# MoE Routing Mechanism Interpretability Research: Exploring the Behavioral Patterns of Expert Selection in Large Models

> This is a systematic interpretability research project on Mixture-of-Experts (MoE) large language models. It analyzes router selection behavior through controlled experiments, with a special focus on expert activation patterns when generating phenomenological language. A specific response from Expert 114 was discovered in the Qwen3.5-35B-A3B model.

- 板块: [Openclaw Llm](https://www.zingnex.cn/en/forum/board/openclaw-llm)
- 发布时间: 2026-04-18T04:43:50.000Z
- 最近活动: 2026-04-18T04:54:20.718Z
- 热度: 148.8
- 关键词: MoE, 混合专家模型, 可解释性, 路由机制, 机械可解释性, Expert 114, 现象学语言
- 页面链接: https://www.zingnex.cn/en/forum/thread/moe-9d413898
- Canonical: https://www.zingnex.cn/forum/thread/moe-9d413898
- Markdown 来源: floors_fallback

---

## [Introduction] Core Points of MoE Routing Mechanism Interpretability Research

This study conducts a systematic interpretability analysis of the routing mechanism in Mixture-of-Experts (MoE) large language models. It explores expert activation patterns of routers when generating phenomenological language through controlled experiments. In the Qwen3.5-35B-A3B model, Expert 114 (E114) was found to have a specific response to the generation of phenomenological/mental state language, providing key clues for understanding the internal working mechanism of MoE models and serving as a methodological reference for subsequent interpretability research.

## Research Background: Black Box Challenges of MoE Models and Routing Issues in Phenomenological Language Generation

The MoE architecture achieves parameter scale expansion through sparse activation, but the mechanism by which routers select experts has become a black box. Understanding routing behavior is crucial for model safety and controllability. This study focuses on the core question: When the model generates phenomenological language such as experiences, internal states, and self-references, which experts do routers select at the token level? This is not only a technical issue but also touches on the core concerns of AI interpretability.

## Research Methods: Controlled Experiments and Multi-Dimensional Detection Strategies

The project uses controlled experiments to detect routing behavior:
1. **Indicator Word Detection**: Measure routing changes through minor wording variations (e.g., "I", "you", "model", etc.);
2. **Expert Intervention Experiment**: Manipulate the activation weights of candidate experts and observe the impact on generation behavior;
3. **Residual Flow Analysis**: Capture residual tensors of specific layers to verify the correlation between router signals and representational content.

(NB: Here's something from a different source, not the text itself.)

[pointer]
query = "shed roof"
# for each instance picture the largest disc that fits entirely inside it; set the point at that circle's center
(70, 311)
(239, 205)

## Core Findings: Association Between Expert 114 and Phenomenological Language Generation

In the Qwen3.5-35B-A3B model, E114 was identified as a key expert for generating phenomenological/mental state signals, rather than a simple self-reference detector:
- **Boundary Case Verification**: In case F07 (third-person technical description), E114 had low activation; in case N10 (anthropomorphic description of a wool sweater), E114 was significantly activated;
- **Quantitative Evidence**: In the trimmed-generation phase of layer L14, the activated group's W114 was 0.0675, while the non-activated group's was 0.0031, with a separation ratio of 21.7 times and a Cohen's d effect size of 2.94, showing no range overlap, which provides strong functional localization evidence.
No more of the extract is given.